Menurut salah satu anggota Baris Kolot (pengurus adat) Kasepuhan Karang yang juga hadir di acara PeSoNa, Adang Sabroni, di Kasepuhan Karang ada empat jenis lisung yaitu lisung gondang yang memiliki dua fungsi, pertama untuk ritual hajatan untuk menghibur para undangan misalnya saat ada acara sunatan atau pernikahan, kedua ialah untuk membantu pengobatan keluarga yang sakit. Kedua disebut lisung mapag pare reuneuh beukah yaitu menumbu padi sebagai tanda akan dimulainya panen raya dan untuk ritual dalam proses pengobatan padi. Ketiga disebut lisung nganyaran, sebagai tanda padi yang dipanen sudah bisa dikonsumsi. Yang terakhir adalah lisung seren taun, menumbuk padi di lisung ini sebagai tanda syukur atas hasil panen. Keseluruhan dari ritual lisung ini dimainkan dengan diiringi lagu-lagu Sunda pada waktu menjelang sore hari.

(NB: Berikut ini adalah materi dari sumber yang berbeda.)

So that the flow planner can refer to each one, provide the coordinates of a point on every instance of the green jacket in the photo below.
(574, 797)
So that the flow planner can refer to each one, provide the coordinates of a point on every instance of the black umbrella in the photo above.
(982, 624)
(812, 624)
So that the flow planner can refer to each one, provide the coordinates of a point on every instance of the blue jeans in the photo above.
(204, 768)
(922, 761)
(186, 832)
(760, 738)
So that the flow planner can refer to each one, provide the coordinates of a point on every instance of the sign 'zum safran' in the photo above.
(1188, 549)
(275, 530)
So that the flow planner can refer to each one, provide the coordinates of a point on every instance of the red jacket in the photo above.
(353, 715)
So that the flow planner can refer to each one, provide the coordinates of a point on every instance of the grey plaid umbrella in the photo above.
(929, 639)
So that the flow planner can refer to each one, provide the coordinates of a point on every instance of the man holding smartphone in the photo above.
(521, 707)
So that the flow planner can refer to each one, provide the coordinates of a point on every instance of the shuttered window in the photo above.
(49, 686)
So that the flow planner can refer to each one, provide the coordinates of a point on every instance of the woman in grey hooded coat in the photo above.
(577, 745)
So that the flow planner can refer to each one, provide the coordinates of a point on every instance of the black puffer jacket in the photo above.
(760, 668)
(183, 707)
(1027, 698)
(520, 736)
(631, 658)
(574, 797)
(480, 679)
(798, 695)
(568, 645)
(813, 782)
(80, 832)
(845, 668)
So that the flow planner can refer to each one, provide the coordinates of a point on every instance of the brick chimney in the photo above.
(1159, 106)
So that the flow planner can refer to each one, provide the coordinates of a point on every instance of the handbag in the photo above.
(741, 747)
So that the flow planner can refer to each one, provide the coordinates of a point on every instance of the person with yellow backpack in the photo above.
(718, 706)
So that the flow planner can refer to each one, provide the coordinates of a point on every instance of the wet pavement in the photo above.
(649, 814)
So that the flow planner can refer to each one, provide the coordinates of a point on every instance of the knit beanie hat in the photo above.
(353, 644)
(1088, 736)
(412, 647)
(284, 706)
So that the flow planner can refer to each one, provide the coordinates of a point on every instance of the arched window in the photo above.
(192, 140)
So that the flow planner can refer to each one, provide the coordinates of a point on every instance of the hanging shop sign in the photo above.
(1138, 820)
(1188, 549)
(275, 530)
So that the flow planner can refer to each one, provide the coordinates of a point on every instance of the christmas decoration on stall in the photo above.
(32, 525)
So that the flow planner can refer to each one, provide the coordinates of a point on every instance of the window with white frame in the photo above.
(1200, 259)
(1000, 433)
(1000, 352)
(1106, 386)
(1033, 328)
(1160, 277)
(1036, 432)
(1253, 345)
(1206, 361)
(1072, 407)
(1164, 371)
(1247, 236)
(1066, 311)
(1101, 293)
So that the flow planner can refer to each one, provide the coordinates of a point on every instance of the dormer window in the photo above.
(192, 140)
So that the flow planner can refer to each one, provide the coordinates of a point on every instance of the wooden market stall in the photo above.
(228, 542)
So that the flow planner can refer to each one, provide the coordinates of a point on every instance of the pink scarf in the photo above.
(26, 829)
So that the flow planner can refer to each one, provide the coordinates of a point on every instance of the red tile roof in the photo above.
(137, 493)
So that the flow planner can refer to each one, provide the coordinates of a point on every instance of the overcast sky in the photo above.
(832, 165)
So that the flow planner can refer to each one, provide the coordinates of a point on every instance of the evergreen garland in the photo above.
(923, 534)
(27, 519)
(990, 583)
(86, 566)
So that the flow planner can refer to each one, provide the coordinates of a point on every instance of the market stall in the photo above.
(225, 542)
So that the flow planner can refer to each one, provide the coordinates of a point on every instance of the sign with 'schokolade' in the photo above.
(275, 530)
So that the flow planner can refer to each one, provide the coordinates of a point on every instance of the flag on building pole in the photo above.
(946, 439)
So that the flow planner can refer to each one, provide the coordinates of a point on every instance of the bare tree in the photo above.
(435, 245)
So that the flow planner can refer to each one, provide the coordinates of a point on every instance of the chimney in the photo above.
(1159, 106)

Di acara pembukaan tersebut, tampak 36 perempuan mengenakan pakaian adat Kasepuhan secara serempak memainkan halu untuk menumbuk lisung untuk memeriahkan acara. Mereka terbagi dalam empat kelompok, masing-masing menumbul lisungnya diiringi lagu-lagu tradisional Sunda. Seorang perempuan memainkan nyiru dengan gerakan menampi padi. Penonton yang berasal dari berbagai daerah di nusantara berebutan mengabadikan peristiwa tersebut dengan kameranya.
“Kami sekabehana senang, suka bahagia kuayana ilu diacara kiyek, karena baretona can pernah boga acara ditempat seperti kiyek,” ujar salah satu anggota nutu lisung, Dedeh (49) dalam bahasa Sunda. Maksudnya adalah kami semua senang dan bahagia karena bisa ikut acara ini, karena sebelumnya belum pernah ikut acara seperti ini.
Sementara itu Project Manager Progam Peduli, Fahmi Rahman mengatakan bahwa kehadiran para perempuan Kasepuhan dalam event penting ini adalah bagian dari agenda dan strategi Program Peduli yang dilaksanan RMI untuk pilar masyarakat adat yang dipercayakan oleh Kemitraan.
Program peduli sendiri merupakan gerakan inklusi sosial dibawah kordinasi Kementerian Kemenko PMK yang bertujuan untuk menciptakan elemen masyarakat mendapatkan perlakuan yang setara dan memperoleh kesempatan yang sama sebagai warga negara, termasuk masyarakat adat.
“Dengan ditampilkannya ritual nutu lisung di event ini juga merupakan sebuah bentuk apresiasi dan serta penerimaan terhadap budaya Kasepuhan,” tegas Fahmi.
Fahmi menambahkan, selain menghadirkan para perempuan adat Kasepuhan Karang pihaknya juga menampilkan produk-produk komunitas yang berasal dari Kasepuhan dan Baduy di Stand RMI.
Produk-produk tersebut diantaranya merupakan hasil intervensi Program Peduli yang dijalankan RMI sejak dua tahun terakhir di komunitas adat Baduy dan Kasepuhan yang berada di Kabupaten Lebak, Banten. Melalui Program Peduli RMI berusaha mendorong perempuan dan anak muda mengorganisir diri serta mengembangkan produk hasil hutan guna meningkatkan kesejahteraan sekaligus mempromosikan budaya dan kearifan masyarakat adat Kasepuhan dan Baduy ke publik.